Ma soprattutto si rischia di generare sfiducia fra i lavoratori se non si comprende che il sindacato delle grandi fabbriche, dell’operaio massa, delle grandi concentrazioni urbane, non è più sufficiente per fronteggiare, per spiegare tutta l’esperienza sindacale, di fronte a lavoratori in possesso di professionalità che si spostano da questo o da quel settore produttivo; a giovani che vogliono un lavoro, ma con tempi ed esperienze professionali più varie, non più scandite dalle otto ore di fabbrica; a operai, impiegati e tecnici, coautori di quel localismo economico che tanta parte ha avuto nella tenuta economica del Paese; ad esperienze di cooperazione del tutto nuove e imprenditoriali, specie nell’agricoltura e nel terziario, proprie di un’economia matura e intraprendente, e quindi indifferenti al populismo di vecchi schemi contrattuali.

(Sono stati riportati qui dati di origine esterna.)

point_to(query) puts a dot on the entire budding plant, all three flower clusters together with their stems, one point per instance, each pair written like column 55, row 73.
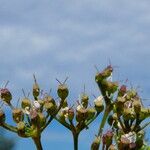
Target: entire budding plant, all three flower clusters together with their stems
column 121, row 107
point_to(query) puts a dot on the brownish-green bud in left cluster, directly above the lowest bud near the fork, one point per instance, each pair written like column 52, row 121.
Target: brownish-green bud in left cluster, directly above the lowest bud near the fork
column 17, row 115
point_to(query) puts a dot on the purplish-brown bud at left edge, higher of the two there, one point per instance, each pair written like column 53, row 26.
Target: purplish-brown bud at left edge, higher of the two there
column 6, row 95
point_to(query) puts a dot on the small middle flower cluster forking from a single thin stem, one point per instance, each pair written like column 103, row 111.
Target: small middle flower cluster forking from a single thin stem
column 79, row 116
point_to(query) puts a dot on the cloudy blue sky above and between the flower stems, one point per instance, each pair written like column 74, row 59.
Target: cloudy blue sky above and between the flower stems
column 60, row 38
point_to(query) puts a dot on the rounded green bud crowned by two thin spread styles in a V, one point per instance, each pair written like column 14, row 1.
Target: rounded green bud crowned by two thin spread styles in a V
column 62, row 91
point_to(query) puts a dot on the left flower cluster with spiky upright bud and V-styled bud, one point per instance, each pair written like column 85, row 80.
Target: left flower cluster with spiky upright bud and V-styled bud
column 34, row 115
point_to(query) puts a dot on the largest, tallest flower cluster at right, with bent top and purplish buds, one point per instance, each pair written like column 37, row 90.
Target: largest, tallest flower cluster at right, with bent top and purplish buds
column 124, row 112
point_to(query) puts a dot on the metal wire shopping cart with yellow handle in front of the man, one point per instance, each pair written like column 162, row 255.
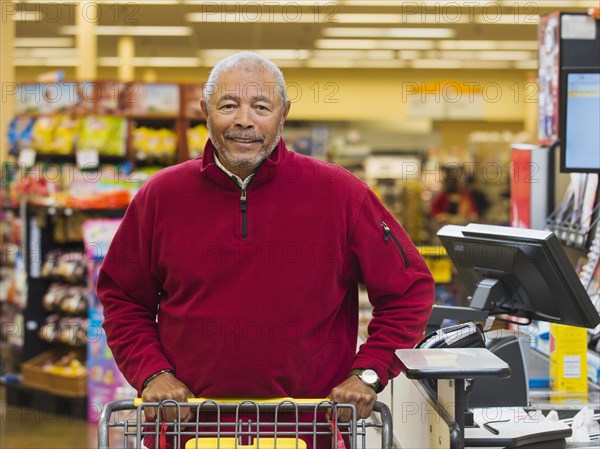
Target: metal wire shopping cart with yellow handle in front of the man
column 230, row 424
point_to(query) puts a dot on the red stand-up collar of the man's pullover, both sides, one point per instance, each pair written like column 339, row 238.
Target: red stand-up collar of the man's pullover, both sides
column 265, row 172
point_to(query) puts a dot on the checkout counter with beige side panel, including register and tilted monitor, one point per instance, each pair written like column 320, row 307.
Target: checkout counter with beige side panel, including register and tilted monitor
column 467, row 388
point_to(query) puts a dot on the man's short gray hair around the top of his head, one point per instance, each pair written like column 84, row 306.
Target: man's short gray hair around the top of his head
column 249, row 61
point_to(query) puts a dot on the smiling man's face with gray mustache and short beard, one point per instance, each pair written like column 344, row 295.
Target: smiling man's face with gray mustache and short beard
column 245, row 118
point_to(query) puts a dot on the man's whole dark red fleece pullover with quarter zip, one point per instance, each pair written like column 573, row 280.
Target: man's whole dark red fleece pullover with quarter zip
column 258, row 297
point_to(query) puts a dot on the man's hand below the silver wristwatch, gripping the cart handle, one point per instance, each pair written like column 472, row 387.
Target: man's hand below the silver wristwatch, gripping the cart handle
column 354, row 391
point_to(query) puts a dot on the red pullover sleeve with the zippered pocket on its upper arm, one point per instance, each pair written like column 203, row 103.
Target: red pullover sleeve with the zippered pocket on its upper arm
column 399, row 284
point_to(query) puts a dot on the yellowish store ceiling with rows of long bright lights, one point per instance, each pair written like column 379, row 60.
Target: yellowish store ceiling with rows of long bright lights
column 297, row 26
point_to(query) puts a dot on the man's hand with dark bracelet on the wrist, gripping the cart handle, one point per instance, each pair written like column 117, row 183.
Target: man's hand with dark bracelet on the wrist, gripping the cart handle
column 162, row 387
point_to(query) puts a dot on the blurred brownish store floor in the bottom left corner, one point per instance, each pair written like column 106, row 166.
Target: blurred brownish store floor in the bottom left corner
column 22, row 428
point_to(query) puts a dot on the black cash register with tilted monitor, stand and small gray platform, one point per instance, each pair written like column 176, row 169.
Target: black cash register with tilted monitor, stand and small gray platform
column 511, row 272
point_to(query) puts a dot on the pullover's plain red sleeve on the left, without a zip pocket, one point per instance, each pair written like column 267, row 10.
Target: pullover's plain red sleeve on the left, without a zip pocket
column 130, row 296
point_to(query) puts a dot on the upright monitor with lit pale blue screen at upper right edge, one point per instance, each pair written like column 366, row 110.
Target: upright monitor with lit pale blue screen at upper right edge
column 580, row 120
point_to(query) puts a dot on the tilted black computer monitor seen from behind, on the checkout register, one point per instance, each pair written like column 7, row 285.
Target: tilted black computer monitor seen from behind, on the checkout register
column 519, row 272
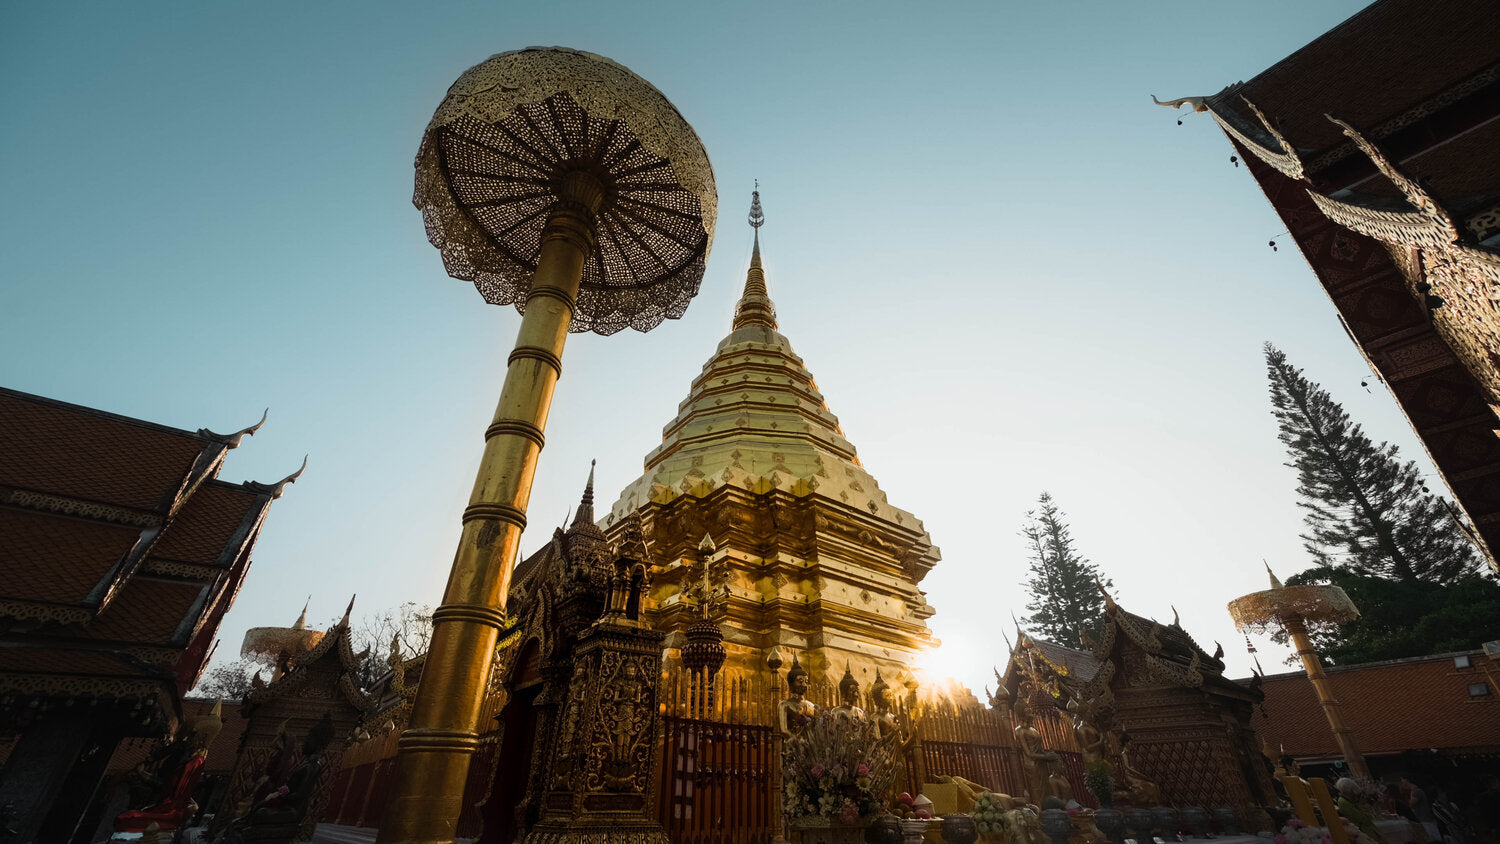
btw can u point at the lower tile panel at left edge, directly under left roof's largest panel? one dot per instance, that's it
(58, 560)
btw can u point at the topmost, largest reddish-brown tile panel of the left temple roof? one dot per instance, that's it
(83, 453)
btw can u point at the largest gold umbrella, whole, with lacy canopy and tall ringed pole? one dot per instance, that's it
(562, 184)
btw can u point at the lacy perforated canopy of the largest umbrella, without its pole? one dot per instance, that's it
(497, 149)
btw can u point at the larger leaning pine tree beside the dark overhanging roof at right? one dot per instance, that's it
(1367, 512)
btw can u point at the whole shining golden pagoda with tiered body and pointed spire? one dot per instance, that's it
(755, 477)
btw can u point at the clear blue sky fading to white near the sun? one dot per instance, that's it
(1009, 271)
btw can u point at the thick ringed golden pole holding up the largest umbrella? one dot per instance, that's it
(436, 749)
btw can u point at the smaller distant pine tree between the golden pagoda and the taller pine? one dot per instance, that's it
(1064, 587)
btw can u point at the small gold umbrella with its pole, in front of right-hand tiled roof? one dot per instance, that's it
(1301, 611)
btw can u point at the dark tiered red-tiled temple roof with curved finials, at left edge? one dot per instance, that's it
(122, 552)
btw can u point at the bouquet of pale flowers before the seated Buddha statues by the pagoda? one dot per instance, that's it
(836, 770)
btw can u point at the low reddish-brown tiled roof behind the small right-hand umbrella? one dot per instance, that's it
(1417, 704)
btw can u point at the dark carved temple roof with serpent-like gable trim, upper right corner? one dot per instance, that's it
(1375, 145)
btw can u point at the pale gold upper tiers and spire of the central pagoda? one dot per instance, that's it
(755, 421)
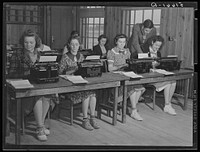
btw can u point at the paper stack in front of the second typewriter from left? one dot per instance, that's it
(75, 79)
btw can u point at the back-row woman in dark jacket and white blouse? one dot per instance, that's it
(101, 48)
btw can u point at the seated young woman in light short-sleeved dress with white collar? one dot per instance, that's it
(116, 60)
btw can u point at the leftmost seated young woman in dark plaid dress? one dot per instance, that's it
(25, 60)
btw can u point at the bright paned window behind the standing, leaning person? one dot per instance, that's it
(131, 16)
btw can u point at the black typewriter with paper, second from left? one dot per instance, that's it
(90, 68)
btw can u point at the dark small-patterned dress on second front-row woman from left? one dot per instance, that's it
(69, 63)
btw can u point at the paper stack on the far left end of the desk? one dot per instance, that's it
(20, 84)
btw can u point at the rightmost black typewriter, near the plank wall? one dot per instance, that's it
(169, 63)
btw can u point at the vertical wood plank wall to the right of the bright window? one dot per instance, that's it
(177, 25)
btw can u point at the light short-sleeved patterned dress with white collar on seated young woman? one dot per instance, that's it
(118, 59)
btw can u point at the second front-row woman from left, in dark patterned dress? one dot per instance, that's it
(68, 65)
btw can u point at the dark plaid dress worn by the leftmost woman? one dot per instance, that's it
(20, 68)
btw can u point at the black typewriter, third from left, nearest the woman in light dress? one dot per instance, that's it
(142, 65)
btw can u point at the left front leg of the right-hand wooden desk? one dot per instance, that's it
(124, 103)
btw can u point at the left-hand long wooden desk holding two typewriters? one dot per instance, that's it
(107, 80)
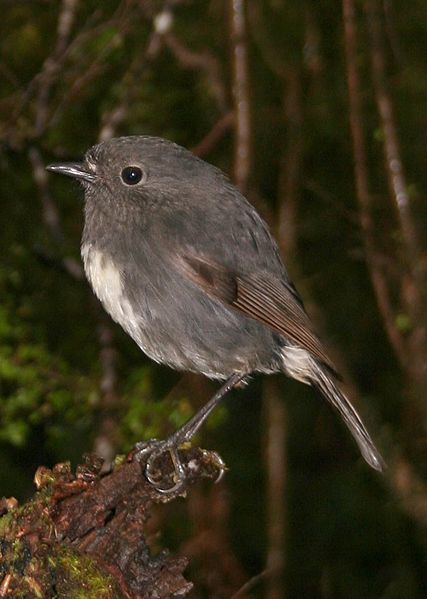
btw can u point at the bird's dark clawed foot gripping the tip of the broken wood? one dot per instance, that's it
(170, 467)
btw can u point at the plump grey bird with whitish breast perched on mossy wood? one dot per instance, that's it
(184, 263)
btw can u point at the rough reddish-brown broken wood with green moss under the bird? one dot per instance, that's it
(83, 534)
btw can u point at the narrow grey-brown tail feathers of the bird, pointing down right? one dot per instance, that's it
(323, 381)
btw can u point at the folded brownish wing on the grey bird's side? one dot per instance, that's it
(260, 296)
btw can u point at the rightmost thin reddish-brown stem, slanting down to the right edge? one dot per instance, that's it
(411, 251)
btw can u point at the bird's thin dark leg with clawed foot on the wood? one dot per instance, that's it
(156, 448)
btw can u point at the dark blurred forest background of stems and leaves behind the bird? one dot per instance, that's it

Serve un’idea di democrazia sindacale fortemente radicata su strutture solide, reattive, dotate di autonomia e di protagonismo. Ma soprattutto unitarie ed uniche. Occorre praticare il riformismo. I sindacati devono portare la loro battaglia di idee e di proposte nei luoghi di lavoro, con grande linearità. Non bisogna cercare spazi in esclusiva, non ci vuole la duplicazione di strutture, non si devono corteggiare le minoranze agguerrite e movimentiste, ma si deve puntare tutto sulla trasparenza del metodo democratico, delle decisioni, sulla valorizzazione di spazi di confronto sorretti dalla tolleranza e dal reciproco rispetto.